The charity’s analysis of thousands of gardener enquiries revealed that the warm, wet summer in 2019 appears to have been a particular problem for tree fruit growers.
Box tree caterpillar topped the pest ranking again as it becomes more widespread. It’s the third year in a row that it’s been at the top of the list - and brings more enquiries than the rest of the top five combined. The continued prevalence of enquiries was matched by the doubling of reports received via the RHS web survey1.
Honey fungus also remained the most prominent garden disease – as it has done since the ranking’s inception in 1995. However, it dropped from 26% of enquiries in 2018 to 18% in 2019. Increased rainfall in the summer of 2019 compared with 2018 meant that plants were less likely to suffer from drought stress – the final blow to plants that have lost a lot of their root system to the disease.
However, the alder leaf beetle is in the top ten for only the second time, becoming the fifth most popular pest enquiry in 2019. Its appearance may be due to range expansion and, while it is unlikely to have a long-term effect on tree health, this blue beetle can cause defoliation of its main host, alder.
Brown rot of fruit, along with apple and pear scab, were of increasing concern to gardeners, taking fifth and seventh spots respectively. The same fungi are responsible for blossom wilt in the spring and then brown rot in summer. The increased prevalence is possibly due the wetter, milder weather.
An unexpected entrant into the top ten was rose black spot despite many gardeners knowing the signs of this disease and its management. The RHS is investigating the cause of this upsurge in enquiries.

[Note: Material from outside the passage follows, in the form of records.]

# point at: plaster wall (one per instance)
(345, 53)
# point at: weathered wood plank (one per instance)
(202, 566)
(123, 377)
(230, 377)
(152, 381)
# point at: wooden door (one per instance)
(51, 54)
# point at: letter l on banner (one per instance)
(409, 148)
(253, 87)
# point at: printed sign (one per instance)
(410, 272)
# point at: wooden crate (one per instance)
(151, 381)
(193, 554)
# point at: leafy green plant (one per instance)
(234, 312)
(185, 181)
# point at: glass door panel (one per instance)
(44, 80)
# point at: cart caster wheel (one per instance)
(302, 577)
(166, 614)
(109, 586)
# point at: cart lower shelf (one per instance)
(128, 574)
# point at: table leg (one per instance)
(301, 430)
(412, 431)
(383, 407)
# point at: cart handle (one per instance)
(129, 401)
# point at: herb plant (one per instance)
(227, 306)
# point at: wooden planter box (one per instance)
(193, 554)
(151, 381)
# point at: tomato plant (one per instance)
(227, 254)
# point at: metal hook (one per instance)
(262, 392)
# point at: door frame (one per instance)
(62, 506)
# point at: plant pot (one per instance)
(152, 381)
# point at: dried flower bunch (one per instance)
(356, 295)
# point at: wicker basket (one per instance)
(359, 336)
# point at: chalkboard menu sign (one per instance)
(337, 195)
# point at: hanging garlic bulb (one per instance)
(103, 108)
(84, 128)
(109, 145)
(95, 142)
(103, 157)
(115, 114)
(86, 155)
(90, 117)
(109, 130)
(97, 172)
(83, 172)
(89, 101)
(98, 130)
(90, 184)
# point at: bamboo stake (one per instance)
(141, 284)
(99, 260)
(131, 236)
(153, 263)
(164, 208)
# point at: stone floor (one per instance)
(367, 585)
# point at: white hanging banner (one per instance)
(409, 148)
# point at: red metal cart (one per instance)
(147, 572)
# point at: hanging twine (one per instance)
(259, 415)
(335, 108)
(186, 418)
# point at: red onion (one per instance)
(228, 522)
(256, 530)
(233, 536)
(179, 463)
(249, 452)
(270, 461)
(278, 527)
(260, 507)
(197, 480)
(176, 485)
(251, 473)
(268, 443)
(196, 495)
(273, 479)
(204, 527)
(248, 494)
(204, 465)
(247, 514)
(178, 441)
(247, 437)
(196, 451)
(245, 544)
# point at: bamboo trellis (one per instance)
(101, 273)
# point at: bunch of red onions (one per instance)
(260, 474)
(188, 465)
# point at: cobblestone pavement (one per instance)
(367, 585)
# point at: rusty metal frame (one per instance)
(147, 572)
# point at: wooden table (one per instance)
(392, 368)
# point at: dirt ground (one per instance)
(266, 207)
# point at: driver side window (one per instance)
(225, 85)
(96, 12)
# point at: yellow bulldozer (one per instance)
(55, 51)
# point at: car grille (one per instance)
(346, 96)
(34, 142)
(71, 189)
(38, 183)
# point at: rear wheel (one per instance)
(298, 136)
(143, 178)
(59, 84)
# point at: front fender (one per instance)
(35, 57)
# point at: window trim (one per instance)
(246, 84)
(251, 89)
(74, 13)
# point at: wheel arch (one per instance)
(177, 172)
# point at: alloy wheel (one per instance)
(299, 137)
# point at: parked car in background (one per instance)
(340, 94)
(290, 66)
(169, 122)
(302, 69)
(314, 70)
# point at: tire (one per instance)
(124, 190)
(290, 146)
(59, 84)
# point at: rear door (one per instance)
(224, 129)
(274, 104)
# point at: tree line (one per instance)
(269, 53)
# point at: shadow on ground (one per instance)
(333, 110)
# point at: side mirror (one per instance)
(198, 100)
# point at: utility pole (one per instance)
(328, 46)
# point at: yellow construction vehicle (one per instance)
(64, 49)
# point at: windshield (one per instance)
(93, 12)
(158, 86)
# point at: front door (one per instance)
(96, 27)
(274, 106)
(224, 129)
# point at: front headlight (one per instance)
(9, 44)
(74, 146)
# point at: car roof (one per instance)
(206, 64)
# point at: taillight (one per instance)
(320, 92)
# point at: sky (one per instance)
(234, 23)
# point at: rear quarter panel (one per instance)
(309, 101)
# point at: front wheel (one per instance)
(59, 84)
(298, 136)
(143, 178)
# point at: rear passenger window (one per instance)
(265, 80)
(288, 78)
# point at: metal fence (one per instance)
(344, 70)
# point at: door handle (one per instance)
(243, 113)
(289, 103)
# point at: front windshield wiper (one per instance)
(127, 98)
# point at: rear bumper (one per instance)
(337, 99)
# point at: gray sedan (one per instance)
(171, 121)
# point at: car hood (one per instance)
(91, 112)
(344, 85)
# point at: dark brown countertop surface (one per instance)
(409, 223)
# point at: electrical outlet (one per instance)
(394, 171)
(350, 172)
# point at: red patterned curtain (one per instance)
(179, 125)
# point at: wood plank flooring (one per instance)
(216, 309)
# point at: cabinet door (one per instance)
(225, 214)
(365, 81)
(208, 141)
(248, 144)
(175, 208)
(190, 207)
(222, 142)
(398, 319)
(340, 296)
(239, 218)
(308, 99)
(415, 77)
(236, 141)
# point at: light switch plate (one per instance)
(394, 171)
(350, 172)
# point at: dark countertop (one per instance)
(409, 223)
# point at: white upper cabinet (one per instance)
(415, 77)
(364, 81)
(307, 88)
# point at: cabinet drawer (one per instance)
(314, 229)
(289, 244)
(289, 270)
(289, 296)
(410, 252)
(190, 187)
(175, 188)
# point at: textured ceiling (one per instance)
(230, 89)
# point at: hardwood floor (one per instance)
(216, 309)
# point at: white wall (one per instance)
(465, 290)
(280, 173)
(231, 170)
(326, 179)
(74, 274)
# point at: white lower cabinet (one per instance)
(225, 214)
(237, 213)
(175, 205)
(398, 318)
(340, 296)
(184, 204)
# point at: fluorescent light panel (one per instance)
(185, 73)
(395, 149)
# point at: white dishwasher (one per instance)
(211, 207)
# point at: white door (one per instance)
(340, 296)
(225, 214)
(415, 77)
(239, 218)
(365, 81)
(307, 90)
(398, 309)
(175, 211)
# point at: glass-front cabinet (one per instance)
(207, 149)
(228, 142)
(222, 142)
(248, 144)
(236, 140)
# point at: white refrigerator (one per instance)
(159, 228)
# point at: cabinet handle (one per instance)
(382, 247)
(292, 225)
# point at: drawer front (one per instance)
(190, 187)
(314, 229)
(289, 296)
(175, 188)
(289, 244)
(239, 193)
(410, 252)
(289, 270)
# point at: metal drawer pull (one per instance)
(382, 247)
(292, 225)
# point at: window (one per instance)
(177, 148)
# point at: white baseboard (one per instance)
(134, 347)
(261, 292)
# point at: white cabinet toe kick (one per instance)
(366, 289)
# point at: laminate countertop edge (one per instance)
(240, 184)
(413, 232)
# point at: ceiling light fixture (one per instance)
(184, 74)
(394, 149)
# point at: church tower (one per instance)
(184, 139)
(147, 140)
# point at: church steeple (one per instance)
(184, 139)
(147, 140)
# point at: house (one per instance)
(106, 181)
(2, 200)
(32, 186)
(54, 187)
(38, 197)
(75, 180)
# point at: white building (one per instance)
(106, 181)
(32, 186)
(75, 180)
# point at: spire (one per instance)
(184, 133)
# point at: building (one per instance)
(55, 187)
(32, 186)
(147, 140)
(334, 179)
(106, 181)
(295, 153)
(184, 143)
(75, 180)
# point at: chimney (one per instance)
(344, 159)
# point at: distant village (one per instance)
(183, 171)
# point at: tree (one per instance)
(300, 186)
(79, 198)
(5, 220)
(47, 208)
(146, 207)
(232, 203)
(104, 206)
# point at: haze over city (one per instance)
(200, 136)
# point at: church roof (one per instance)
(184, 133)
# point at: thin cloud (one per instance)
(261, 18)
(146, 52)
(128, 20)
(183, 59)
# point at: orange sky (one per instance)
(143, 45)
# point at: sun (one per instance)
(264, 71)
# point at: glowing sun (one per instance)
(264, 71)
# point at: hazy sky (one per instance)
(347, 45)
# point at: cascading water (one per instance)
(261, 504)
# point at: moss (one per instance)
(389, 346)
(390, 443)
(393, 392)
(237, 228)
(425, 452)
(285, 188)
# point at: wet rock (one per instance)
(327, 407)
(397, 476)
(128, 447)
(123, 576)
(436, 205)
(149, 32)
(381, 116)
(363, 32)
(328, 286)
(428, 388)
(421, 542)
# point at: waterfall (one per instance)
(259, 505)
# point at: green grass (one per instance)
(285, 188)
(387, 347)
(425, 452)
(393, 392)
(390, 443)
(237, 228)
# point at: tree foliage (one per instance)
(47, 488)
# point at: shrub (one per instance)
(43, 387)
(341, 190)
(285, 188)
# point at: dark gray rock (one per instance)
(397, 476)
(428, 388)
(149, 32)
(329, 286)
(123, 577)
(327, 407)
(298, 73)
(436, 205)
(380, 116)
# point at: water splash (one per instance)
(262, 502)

To provide the very latest evidence-based advice to gardeners, RHS Plant Health researchers work across a range of pests and diseases.
- On box tree caterpillar, investigations are focusing on biological controls such as the use of nematodes, while work on box blight is engaged in breaking the disease cycle by minimising spore production.
- On vine weevil, work is due to start on biological controls in different peat-free growing media.
- A wide range of slug and snail research being undertaken as the RHS seeks to understand which species are causing problems in gardens, how slug fauna is changing, and test control methods.
- On honey fungus, recently updated advice involves the development of integrated disease management strategies.
- On Phytophthora root rot, diagnostic data is helping to establish a robust ranking of susceptibility or resistance of garden plants as well as investigating factors that contribute to the spread of the disease.